The "plan," as of now, is still BETonMACE ending at 250 MACE events and they "anticipate" reaching 250 MACE events by end of 2018. However, the "plan" may change. SSRA and recommendations by CSC/DSMB may results in increasing the number of patients and target MACE events beyond the current 2400 patients and 250 MACE events. Even though they "anticipate" reaching 250 MACE events by end of 2018 there is no guarantee that they will reach 250 MACE events by end of 2018. Top-line data will only be released when they hit their current MACE event target of 250 MACE events. No 250 events in 2018, no top-line data. If the MACE event target is increased, then top-line data would be delayed until the new target it reached. The only caveat is if the non-USA portion is allowed to read out first, but this is only conjecture at this time.

Here's an example of "top-line data" from the SUSTAIN trial and ASSURE trial. Top-line simply indicates whether or not the trial achieved its primary endpoint(s) with statistical significance and is typically released in advance of the full trial results. Often in cardiovascular outcomes trials, the full trial results will be presented at a major cardio meeting and published simultaneously in a major peer-reviewed journal such as NEJM.
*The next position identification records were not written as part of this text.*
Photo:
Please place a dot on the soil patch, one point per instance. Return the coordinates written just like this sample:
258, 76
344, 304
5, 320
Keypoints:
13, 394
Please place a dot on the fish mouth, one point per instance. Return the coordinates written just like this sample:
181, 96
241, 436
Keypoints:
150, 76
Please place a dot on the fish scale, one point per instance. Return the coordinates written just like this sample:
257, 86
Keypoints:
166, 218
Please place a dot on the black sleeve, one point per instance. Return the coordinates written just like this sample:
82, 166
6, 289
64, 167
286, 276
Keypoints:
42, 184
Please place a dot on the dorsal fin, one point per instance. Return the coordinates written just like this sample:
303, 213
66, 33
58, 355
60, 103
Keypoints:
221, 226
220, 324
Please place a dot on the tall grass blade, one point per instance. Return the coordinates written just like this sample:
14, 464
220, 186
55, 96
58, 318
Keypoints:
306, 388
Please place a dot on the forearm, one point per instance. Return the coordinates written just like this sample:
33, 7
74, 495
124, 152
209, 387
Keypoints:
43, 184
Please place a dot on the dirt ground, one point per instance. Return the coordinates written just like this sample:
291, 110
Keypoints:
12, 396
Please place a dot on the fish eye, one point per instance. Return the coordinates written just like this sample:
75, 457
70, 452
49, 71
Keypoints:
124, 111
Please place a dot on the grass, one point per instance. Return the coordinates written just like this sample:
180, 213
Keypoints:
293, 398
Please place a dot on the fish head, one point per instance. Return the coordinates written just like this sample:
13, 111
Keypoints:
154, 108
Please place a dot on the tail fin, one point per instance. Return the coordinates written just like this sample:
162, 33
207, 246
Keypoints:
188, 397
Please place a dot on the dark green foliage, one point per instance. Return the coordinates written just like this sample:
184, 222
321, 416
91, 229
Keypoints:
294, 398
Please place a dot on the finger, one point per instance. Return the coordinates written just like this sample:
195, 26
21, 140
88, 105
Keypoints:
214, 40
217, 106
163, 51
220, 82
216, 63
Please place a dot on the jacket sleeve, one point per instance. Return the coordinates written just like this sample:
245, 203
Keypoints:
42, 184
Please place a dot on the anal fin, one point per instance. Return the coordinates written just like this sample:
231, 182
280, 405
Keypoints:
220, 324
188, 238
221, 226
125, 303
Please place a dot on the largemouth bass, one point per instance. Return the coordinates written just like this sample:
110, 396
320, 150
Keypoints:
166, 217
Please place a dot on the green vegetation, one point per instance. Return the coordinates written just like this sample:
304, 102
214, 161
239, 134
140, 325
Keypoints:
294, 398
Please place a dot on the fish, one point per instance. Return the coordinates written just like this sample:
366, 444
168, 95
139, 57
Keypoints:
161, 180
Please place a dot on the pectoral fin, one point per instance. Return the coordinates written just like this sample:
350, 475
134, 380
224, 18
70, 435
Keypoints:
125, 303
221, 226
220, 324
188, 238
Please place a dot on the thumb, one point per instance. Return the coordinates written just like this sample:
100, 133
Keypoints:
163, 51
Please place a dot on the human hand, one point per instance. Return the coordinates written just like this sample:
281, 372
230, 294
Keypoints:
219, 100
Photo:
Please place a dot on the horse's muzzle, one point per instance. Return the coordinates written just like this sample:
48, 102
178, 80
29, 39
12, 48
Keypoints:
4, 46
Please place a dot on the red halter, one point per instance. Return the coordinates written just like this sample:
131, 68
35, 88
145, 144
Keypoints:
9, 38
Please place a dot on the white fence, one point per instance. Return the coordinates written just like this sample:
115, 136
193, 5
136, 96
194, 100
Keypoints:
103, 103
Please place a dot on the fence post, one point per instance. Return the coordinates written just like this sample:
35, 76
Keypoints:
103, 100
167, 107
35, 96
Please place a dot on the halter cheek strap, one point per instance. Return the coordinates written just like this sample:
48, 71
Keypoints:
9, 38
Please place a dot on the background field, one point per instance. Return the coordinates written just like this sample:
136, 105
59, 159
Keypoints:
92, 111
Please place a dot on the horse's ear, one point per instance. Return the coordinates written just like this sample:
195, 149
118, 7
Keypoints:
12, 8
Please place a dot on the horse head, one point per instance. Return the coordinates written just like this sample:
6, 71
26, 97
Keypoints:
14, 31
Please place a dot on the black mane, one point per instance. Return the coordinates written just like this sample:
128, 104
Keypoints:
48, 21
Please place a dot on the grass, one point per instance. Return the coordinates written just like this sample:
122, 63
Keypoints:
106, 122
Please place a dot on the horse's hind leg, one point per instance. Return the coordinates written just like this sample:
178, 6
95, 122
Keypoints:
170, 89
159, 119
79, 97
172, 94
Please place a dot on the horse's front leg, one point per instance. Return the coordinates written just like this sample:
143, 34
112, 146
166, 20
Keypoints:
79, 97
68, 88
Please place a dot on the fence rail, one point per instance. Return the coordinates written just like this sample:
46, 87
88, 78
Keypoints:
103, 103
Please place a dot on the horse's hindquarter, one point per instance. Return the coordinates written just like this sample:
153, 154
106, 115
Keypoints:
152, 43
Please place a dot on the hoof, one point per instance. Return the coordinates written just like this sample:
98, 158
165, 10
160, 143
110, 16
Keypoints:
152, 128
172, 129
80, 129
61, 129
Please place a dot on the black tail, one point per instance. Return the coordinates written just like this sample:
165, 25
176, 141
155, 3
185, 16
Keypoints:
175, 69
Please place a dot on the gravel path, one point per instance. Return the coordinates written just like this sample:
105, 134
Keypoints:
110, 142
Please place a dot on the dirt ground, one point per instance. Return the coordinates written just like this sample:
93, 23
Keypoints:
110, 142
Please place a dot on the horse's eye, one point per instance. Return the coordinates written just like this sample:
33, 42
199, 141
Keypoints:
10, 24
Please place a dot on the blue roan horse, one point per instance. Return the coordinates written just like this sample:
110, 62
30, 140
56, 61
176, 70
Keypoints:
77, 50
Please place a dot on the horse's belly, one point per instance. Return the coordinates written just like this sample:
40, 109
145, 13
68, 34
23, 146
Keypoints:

As discussed previously, there are many potential scenarios with how changes to enrollment numbers and target MACE events may affect the trial timeline. Furthermore, we do not know for sure how the logistics of the USA vs. non-USA portion of the trial may affect things. See scenarios 1-4 in that post I linked to for just a few examples. Right now we have no idea if the non-USA portion would be permitted to read out prior to the USA portion. If the non-USA portion is only ~200 patients (last enrollment count was 2200 of 2400 target), it would be difficult for a 200 patient sub-trial to be able to stand on its own without the legs of the other 2200 patients. If total patient number is increased to a much higher number, thus allowing for a larger number of USA patients, then the idea of a stand-alone USA sub-trial becomes more viable.

Lastly, the SSRA decision may have little to do with the magnitude of the RRR and more to do with that statistics. I caution reading too much into the SSRA decision and the RRR.